Securities finance profile: Malaysia 2016

Securities finance profile: Malaysia 2016

  • Export:

SBL 

Securities lending in listed equities was introduced in Malaysia in January 2007 and is available to foreign investors. 

An enhanced lending model that offers an option to borrow and lend on an OTC basis was introduced in August 2009, under which the lender and borrower are able to directly negotiate and agree the terms. 

These transactions must, however, be reported via onshore borrowing and lending representatives and facilitated through Bursa Malaysia Securities Clearing Sdn Bhd (BMSCSB), notes Thomas Murray Data Services. 

Only securities that are specified by the approved clearinghouse are eligible for borrowing and lending transactions. 

More recent announcements by the Malaysian Securities Commission (Suruhanjaya Sekuriti Malaysia) on the Capital Markets and Services (Amendment) Act 2015 (CMSA) relate to netting provision of ‘qualified capital market agreement’ on securities-based lending transactions. 

The International Capital Market Association (ICMA) has already engaged counsel for an opinion relating to GMSLA/GMRA, which is currently outstanding notes Martin Corrall, regional product head for securities finance Citibank & chairman of Pan Asia Securities Lending Association. 

Success in Malaysia is dependent on robust risk management, says Rob Lees, co-head securities lending trading Brown Brothers Harriman. “Given some of the nuances and regulatory complexities, particularly around settlement fails, ensuring the right balance between risk and revenue maximisation is critical for beneficial owners.” 

Paul Solway, BNY Mellon head of securities finance Asia Pacific markets group describes Malaysia as the “new kid on the block” in terms of securities lending with a capital market that is progressively establishing itself within the region. “This is also the newest market to open offshore lending,” he says. 
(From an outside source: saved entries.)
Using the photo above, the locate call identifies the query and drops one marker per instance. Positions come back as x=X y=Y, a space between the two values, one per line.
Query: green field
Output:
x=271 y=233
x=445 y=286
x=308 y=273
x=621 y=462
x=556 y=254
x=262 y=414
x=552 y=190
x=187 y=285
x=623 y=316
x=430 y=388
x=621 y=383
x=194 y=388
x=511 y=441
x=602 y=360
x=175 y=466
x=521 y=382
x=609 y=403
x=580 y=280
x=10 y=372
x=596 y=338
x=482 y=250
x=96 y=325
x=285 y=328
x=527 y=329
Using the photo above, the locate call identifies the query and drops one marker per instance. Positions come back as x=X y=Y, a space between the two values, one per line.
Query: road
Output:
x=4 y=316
An update on the Malaysian securities lending market issued by CIMB last year notes that most participants are offshore houses, with only one domestic participant leading to limited supply and demand onshore. 

There is an acknowledgment of the need to encourage local fund managers to participate in lending programmes and incentivise local institutions to participate to increase demand. Potential future developments include the introduction of Islamic securities based lending to Shariah fund managers. 
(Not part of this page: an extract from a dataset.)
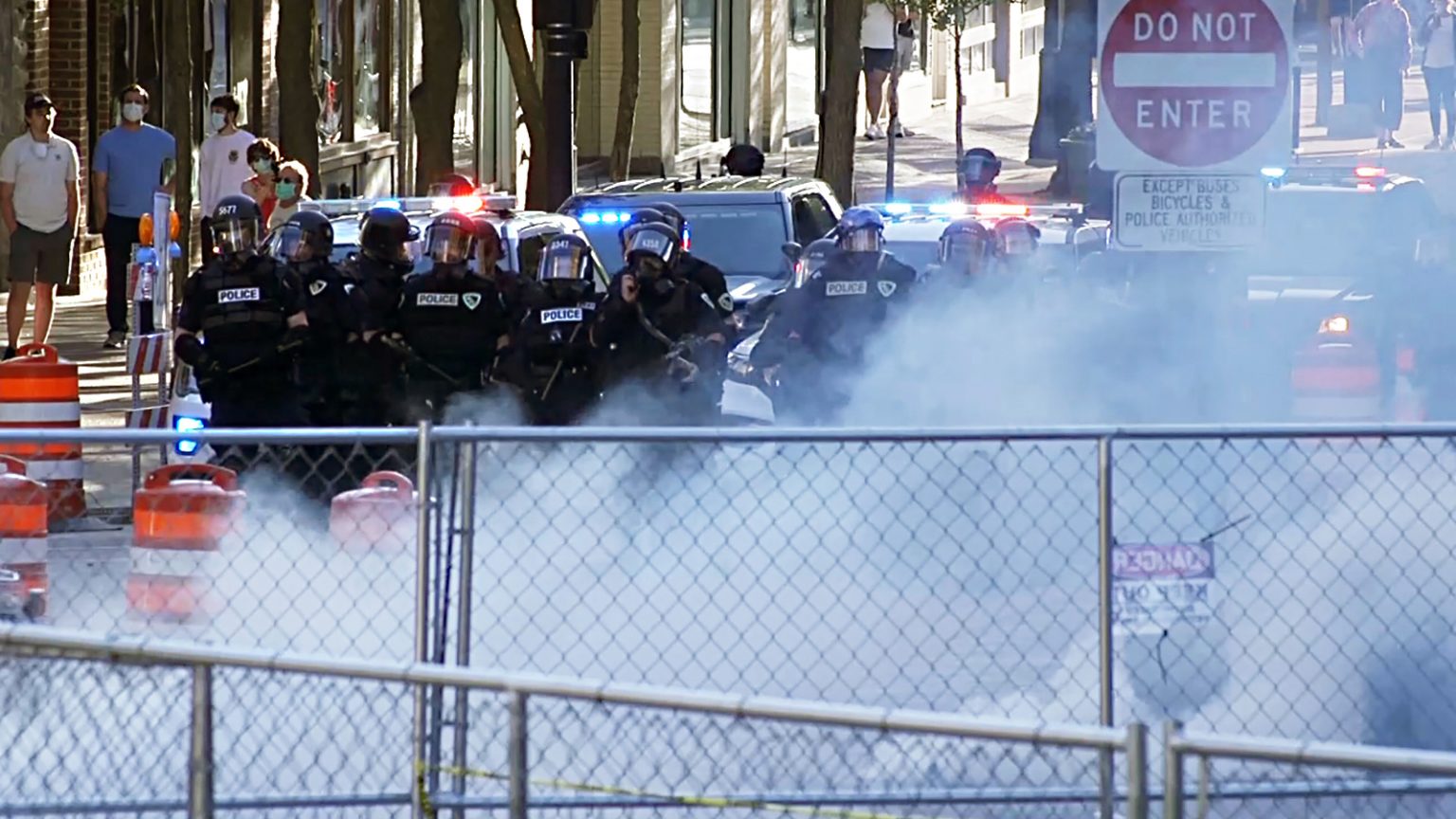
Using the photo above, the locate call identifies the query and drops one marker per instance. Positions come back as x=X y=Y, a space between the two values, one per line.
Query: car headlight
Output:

EquiLend refers to increased interest in the Malaysian securities lending market and has started to see trading through its platform, says Andrew McCardle, head of EquiLend Asia. “There is more interest from the domestic community in how they can better integrate into the global market,” he adds. 

A number of initiatives were introduced during 2014 to enhance the competitiveness and efficiency of the Malaysian capital market, including the auto-closure of dormant central depository accounts and the mandatory reporting on ringgit assets held by non-resident ultimate beneficial owners, namely for debt securities and cash deposits. 

Repo 

Repo has been established for real time electronic transfer of funds and securities (RENTAS) since December 2001. Non‐residents are allowed to participate in the repo facility. The maximum tenure for repo is 365 days and the settlement procedure is conducted through RENTAS on a delivery versus payment (DVP) and delivery versus delivery (DVD) basis.